REGISTRATION/LISTING OF SECURITIES ON A NATIONAL SECURITIES EXCHANGE

 

 

UNITED STATES

SECURITIES AND EXCHANGE COMMISSION

WASHINGTON, DC 20549

 

 

FORM 8-A

 

 

FOR REGISTRATION OF CERTAIN CLASSES OF SECURITIES

PURSUANT TO SECTION 12(b) OR 12(g) OF THE

SECURITIES EXCHANGE ACT OF 1934

 

 

ICO GLOBAL COMMUNICATIONS (HOLDINGS) LIMITED

(Exact name of registrant as specified in its charter)

 

 

 

Delaware   98-0221142
(State of incorporation or organization)   (IRS Employer Identification No.)

Plaza America Tower I

11700 Plaza America Drive, Suite 1010

Reston, Virginia

  20190
(Address of principal executive offices)   (Zip Code)

 

 

Securities to be registered pursuant to Section 12(b) of the Act:

 

Title of each class to be so registered

 

Name of each exchange on which each class is to be registered

Series A Preferred Stock Purchase Rights   Nasdaq Global Market

 

If this form relates to the registration of a class of securities pursuant to Section 12(b) of the Exchange Act and is effective pursuant to General Instruction A.(c), check the following box. x   If this form relates to the registration of a class of securities pursuant to Section 12(g) of the Exchange Act and is effective pursuant to General Instruction A.(d), check the following box. ¨

Securities Act registration statement file number to which this form relates: N/A

Securities to be registered pursuant to Section 12(g) of the Act:

Not Applicable

(Title of Class)

 

 

 


Item 1. Description of Registrant’s Securities to be Registered.

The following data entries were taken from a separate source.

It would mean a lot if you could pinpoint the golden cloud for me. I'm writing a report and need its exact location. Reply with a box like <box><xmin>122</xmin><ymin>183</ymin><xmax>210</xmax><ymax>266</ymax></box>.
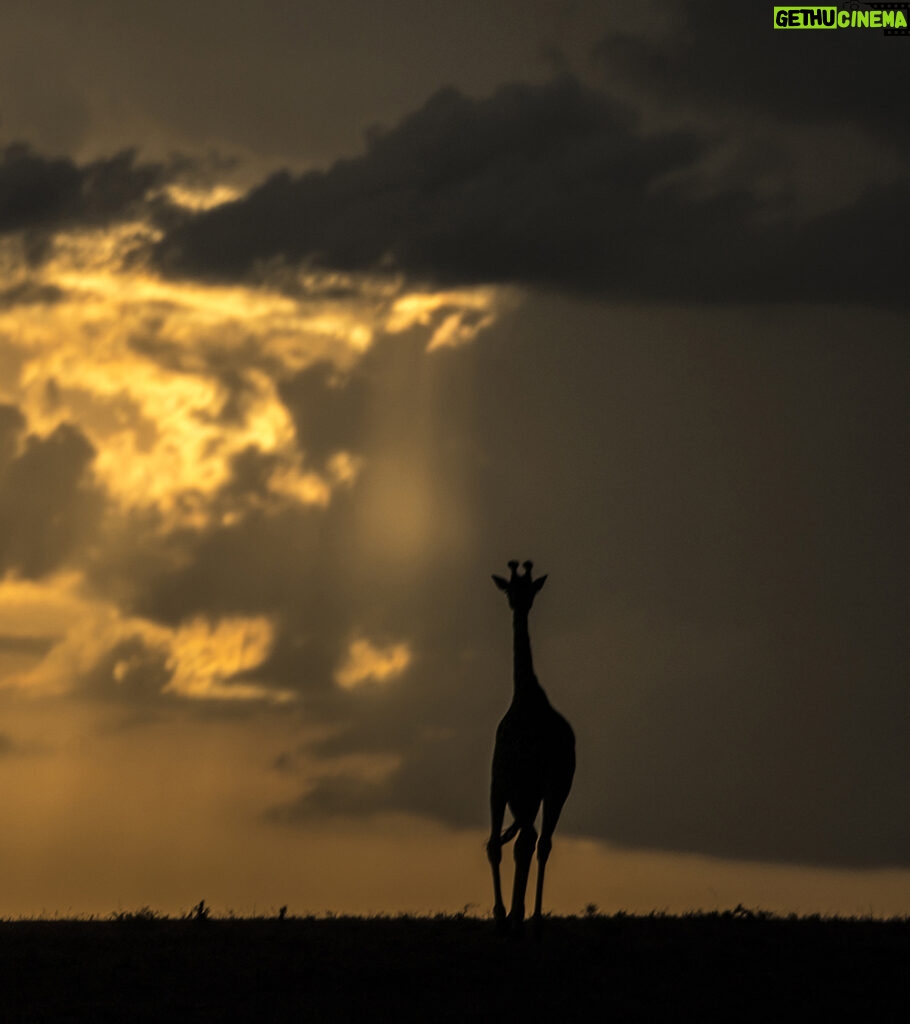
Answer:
<box><xmin>0</xmin><ymin>572</ymin><xmax>295</xmax><ymax>702</ymax></box>
<box><xmin>335</xmin><ymin>637</ymin><xmax>411</xmax><ymax>690</ymax></box>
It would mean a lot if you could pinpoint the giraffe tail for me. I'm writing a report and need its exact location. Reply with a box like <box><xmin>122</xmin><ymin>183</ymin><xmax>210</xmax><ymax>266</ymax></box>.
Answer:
<box><xmin>500</xmin><ymin>821</ymin><xmax>518</xmax><ymax>846</ymax></box>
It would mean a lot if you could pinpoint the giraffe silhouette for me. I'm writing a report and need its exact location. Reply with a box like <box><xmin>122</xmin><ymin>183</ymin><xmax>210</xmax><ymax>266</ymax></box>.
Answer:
<box><xmin>486</xmin><ymin>561</ymin><xmax>575</xmax><ymax>929</ymax></box>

On January 29, 2010, the Board of Directors (the “Board of Directors”) of ICO Global Communications (Holdings) Limited (the “Company”) authorized and declared a dividend of one Class A Right (“Class A Right”) for each outstanding share of its Class A Common Stock, par value $0.01 per share (the “Class A Common Stock”) and one Class B Right (“Class B Right” and together with the Class A Rights, the “Rights”) for each outstanding share of its Class B Common Stock, par value $0.01 per share (the “Class B Common Stock” and together with the Class A Common Stock, the “Company Common Stock”), to stockholders of record at the close of business on February 8, 2010 (the “Record Date”), and authorized the issuance of one Class A Right for each share of Class A Common Stock issued by the Company and one Class B Right for each share of Class B Common Stock issued by the Company (except as otherwise provided in the Tax Benefits Plan, as defined below) between the Record Date and the Distribution Date (as defined below). Each Class A Right entitles the registered holder, subject to the terms of the Tax Benefits Plan (as defined below), to purchase from the Company one one-thousandth of a share (a “Unit”) of Series A Junior Participating Preferred Stock, par value $0.01 per share (the “Series A Preferred”), at a purchase price of $12.40 per Unit, subject to adjustment, and each Class B Right entitles the registered holder, subject to the terms of the Tax Benefits Plan, to purchase from the Company one Unit of Series B Junior Participating Preferred Stock, par value $0.01 per share (the “Series B Preferred”), at a purchase price of $12.40 per Unit, subject to adjustment. The purchase price for the Class A Rights and the Class B Rights is payable in cash or by certified or bank check or money order payable to the order of the Company. The description and terms of the Rights are set forth in a Tax Benefits Preservation Plan between the Company and Mellon Investor Services LLC, as Rights Agent, dated as of January 29, 2010, as amended from time to time (the “Tax Benefits Plan”).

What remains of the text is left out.